I’ve had patients die on the operating table before, five total, but before Paula Stillwell, none had been my fault. I felt my own tears quietly flowing. Two sisters, both with brain tumors. What were the odds? How God must have laughed as he pulled those strings, the Master Marionette entertaining the audience.
“Tell me about you, Doctor Andres.”
“What possible difference can it make?”
“It’s important to me, Doctor. Please!”
No escape possible! Never let the job become personal, that’s what we were taught in med school. Stay detached, don’t let emotions enter the picture at all. You have successes, you have rare failures, stay above it all, do your job, heal the sick, move on.
I heeded none of that as Heather’s question hung in the air.
A Quick Bio
“I’m actually an orphan too. My biological parents, drug addicts both, gave me up for adoption at birth. I spent two years in foster care, eventually got adopted by some good people, drove myself hard, went to med school, excelled, won honors, top of my class, that sort of thing, worked my craft, and killed your sister. Now I’m, what is it the kids like to say, now I’m trying to find myself. Yes, that’s it, I’m finding myself, reinventing myself, and communing with nature.” My laugh was hollow.
Her smile was like a lance to my stomach.
“You are running away, Dr. Andres. I suspect you have been running ever since the foster home. You have a gift, you have the power to heal, and you are retreating. Don’t attempt, please, to make it anything other than what it is, and please don’t joke about a talent wasted. Have you been married?”
“Married to my profession, yes. Once to a woman, a good woman, she refused to be second-class and left me five years ago with our son. They live in New York now.”
Her lance opened me wide.
I reached for the file she had brought with her. Opened it, began to read. To her credit, Heather remained quiet while I absorbed the information. The grandfather clock announced another hour. The silence, a physical presence, deepened.
I closed the file.
“There is an eighty percent chance you won’t survive the operation. Realistically, with me operating, inactive for nine months, the odds go up to eighty-five or ninety against.”
“There are statistics for such things, Doctor?”
“Based on the recorded history of similar cases, yes. Hospitals and insurance companies love those statistics. And your statistics scream DON’T DO THE OPERATION!”
The wind roared outside. The clock struck eleven.
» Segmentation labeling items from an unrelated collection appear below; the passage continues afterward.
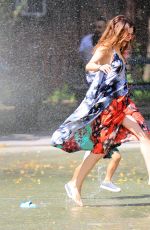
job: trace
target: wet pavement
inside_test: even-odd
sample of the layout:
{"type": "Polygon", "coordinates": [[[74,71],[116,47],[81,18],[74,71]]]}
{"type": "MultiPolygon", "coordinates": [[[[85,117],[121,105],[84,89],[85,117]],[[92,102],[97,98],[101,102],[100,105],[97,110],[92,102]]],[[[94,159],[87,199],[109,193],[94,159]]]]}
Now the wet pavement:
{"type": "Polygon", "coordinates": [[[1,140],[0,229],[149,229],[150,186],[136,142],[120,148],[122,160],[114,182],[122,191],[112,193],[99,189],[109,162],[101,160],[84,183],[84,207],[76,207],[67,198],[64,184],[71,178],[84,152],[64,153],[50,147],[49,138],[39,136],[34,140],[13,141],[15,145],[12,145],[14,142],[8,145],[8,140],[4,145],[1,140]],[[36,144],[39,140],[41,145],[36,144]],[[22,202],[30,200],[36,208],[20,208],[22,202]]]}

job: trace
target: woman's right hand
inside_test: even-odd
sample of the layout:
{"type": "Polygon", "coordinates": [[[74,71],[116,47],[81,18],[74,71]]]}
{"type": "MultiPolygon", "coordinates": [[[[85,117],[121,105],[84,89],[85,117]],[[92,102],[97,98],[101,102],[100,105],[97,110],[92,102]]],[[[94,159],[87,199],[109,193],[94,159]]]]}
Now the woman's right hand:
{"type": "Polygon", "coordinates": [[[100,70],[100,71],[103,71],[105,74],[110,73],[111,69],[112,69],[112,67],[111,67],[111,65],[109,65],[109,64],[101,65],[101,66],[99,67],[99,70],[100,70]]]}

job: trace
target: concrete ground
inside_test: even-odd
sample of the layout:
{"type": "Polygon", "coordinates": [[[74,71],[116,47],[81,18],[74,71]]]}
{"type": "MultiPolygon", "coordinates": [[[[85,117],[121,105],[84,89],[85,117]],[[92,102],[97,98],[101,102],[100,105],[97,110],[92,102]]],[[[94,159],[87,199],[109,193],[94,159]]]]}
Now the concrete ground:
{"type": "Polygon", "coordinates": [[[0,230],[147,230],[150,186],[137,142],[120,147],[122,161],[113,181],[120,193],[99,189],[109,160],[101,160],[85,180],[84,207],[66,196],[64,184],[84,152],[50,147],[48,135],[0,137],[0,230]],[[34,209],[20,208],[31,200],[34,209]]]}

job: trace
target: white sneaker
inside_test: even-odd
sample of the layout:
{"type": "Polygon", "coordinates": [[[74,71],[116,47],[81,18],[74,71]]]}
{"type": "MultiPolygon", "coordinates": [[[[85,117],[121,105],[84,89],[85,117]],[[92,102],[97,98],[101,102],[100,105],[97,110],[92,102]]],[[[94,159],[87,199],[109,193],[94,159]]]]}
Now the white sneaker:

“I will die without the operation.”
“Yes, Heather, you will most definitely die. You probably have six months to live without the operation.”
“That’s what they told me. But, with you, I at least have a chance of living beyond that.”
“A very slim chance, yes. We all die, Heather. Is it such a frightening thing to contemplate?”
“Frightening? No, doctor. What is frightening, to me, is to give up.”
The door rattled from the wind.
“Please, Doctor!” And her green eyes took me captive, refusing to relinquish their hold on me.
We both fell asleep, in our chairs, by the woodstove. When the morning light touched our faces the caress was warm, sunlight replacing the cold finger of the snowstorm. I stood, stretched, walked to the kitchen and put a pot of coffee on. I cracked four eggs in the skillet, the daily routine oddly comforting, calming, slowing my heartbeat.
My guest awakened with the beep of the coffee machine, stood, stretched as I had, walked to the window, looked out, smiled, turned to me.
“Good morning, Doctor! What is that I smell?”
“Breakfast! Sit down, please,” and I placed a cup of coffee on the table for her, followed by a plate of eggs and toast. “The snow is already melting. Pretty typical for this time of year. The roads will be clear in an hour or so. We should be in Seattle by noon.”
She looked up from her breakfast. Her smile threatened my moorings.
“You’ll do it? You’ll operate on me?”
“I wouldn’t be so happy if I were you. I don’t think I’m doing you any favors. I don’t think I’m doing either of us any favors.”
Thanks for Reading
I think that will do it for this story. I’ll let you decide how the operation played out. My muse is telling me it is time to move on to other stories. Thanks so much for reading the second part of my story.